Elie Barnavi, professor emérito de história de Tel Aviv, assessorou os organizadores da exposição. Segundo ele, ninguém queria essa guerra que destruiu a Bélgica e a tornou um país ocupado. Mas nenhum líder impediu o conflito, completa Barnavi. Muitos inocentes sofreram – isso fica claro na mostra "Expo14-18".
Foto: DW/B. Riegert
Guerra de trincheira
Em trincheiras, como nesta réplica, soldados dos dois lados se enfrentavam. Eles sacrificaram suas vidas em ataques vãos.
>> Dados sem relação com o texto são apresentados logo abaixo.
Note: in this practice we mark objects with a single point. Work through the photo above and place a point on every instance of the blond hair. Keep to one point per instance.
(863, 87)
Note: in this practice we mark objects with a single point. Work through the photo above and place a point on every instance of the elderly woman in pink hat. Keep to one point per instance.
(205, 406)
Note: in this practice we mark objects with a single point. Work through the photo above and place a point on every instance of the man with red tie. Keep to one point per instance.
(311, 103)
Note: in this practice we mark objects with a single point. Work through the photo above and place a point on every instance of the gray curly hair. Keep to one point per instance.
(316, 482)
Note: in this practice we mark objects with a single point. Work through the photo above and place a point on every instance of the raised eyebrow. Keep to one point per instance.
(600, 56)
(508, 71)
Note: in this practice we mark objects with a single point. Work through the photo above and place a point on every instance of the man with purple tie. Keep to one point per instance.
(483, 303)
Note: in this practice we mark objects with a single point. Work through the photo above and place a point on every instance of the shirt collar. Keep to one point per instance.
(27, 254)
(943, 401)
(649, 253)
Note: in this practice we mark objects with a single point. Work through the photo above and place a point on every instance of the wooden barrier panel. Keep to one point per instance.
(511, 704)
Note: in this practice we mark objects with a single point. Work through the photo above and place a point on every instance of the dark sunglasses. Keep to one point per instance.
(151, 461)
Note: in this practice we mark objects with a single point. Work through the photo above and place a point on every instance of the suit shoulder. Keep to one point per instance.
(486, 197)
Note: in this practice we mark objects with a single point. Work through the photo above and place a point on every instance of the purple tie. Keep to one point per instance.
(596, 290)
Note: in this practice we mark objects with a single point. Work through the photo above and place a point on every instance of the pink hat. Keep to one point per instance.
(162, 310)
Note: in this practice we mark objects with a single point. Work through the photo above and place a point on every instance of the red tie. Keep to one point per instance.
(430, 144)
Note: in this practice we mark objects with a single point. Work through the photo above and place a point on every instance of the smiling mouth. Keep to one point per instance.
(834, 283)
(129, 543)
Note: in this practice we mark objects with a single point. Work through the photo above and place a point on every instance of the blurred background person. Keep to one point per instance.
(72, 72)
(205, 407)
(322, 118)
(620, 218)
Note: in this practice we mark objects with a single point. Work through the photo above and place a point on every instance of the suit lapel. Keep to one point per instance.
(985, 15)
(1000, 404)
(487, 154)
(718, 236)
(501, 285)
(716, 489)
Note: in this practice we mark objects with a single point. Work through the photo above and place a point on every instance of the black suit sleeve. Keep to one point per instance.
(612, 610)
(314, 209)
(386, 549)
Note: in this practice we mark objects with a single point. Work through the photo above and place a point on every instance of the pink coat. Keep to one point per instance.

A frente de guerra se manteve praticamente sem mudanças durante quatro anos.
Foto: DW/B. Riegert
Tédio entre uma batalha e outra
A principal atividade dos soldados era esperar pelo próximo ataque, às vezes durante semanas. Alguns usavam o tempo para construir figuras ou modelos de tanques a partir de explosivos e restos de metal. Assim surgiu uma espécie de "arte das trincheiras".
Foto: DW/B. Riegert
Guerra de gases tóxicos
As tropas alemãs usaram, em 1915, nas proximidades de Ypern, gases tóxicos pela primeira vez. Os soldados belgas tentaram se proteger com óculos, lenços ou máscaras de gás. A substância tóxica e fatal foi usada depois disso em todas as batalhas, deixando um saldo de 1,2 milhão de feridos e 90 mil mortos.
Foto: DW/B. Riegert
Entre ruínas
A exposição mostra também que muitas cidades belgas ficaram completamente destruídas. Aqui, os visitantes da exposição se locomovem literalmente entre as ruínas de Ypern. Nas projeções na parede, os números de mortos, feridos e desterrados.
Foto: DW/B. Riegert
Ocupadores
O general alemão que administrava o país exigia obediência ao extremo. A população era intimidada com detenções e abastecimento precário. Mesmo assim, havia resistência em parte de Flandres. Mas houve também colaboradores.
Foto: DW/B. Riegert
Suvenires macabros
Em dezembro de 1915, os ocupadores alemães decoraram as árvores de Natal com bolas coloridas em forma de bombas e explosivos. E colocaram nelas os nomes das cidades belgas atacadas e destruídas.
Foto: DW/B. Riegert
Explosivos transformados em vasos
Depois do fim da guerra, artistas belgas transformaram os restos de munições, encontradas por todos os lados, em vasos. Uma arte singular do momento pós-guerra. Depois da libertação, os belgas partiram do princípio de que aquela "Grande Guerra" teria sido a última. Eles nem imaginavam que em 1940 a Alemanha viria a invadir e ocupar o país de novo.
Foto: DW/B. Riegert
Aprendizado
Um século depois da eclosão da Primeira Guerra Mundial, a exposição pergunta ao visitante: "E você? O que teria feito?". As respostas podem ser dadas de maneira interativa. "Há guerra justa? Por que causa você morreria hoje?" – estas são algumas das perguntas voltadas sobretudo para o público jovem da mostra.
Foto: DW/B. Riegert
Papoulas de lembrança
Papoulas estilizadas estão à disposição do visitante que quiser levar uma para casa. Com uma delas na lapela, os belgas relembram o horror da Primeira Guerra Mundial. A cor remete ao sangue nos campos de batalha. Papoulas vermelhas floresciam sobre as sepulturas dos soldados mortos.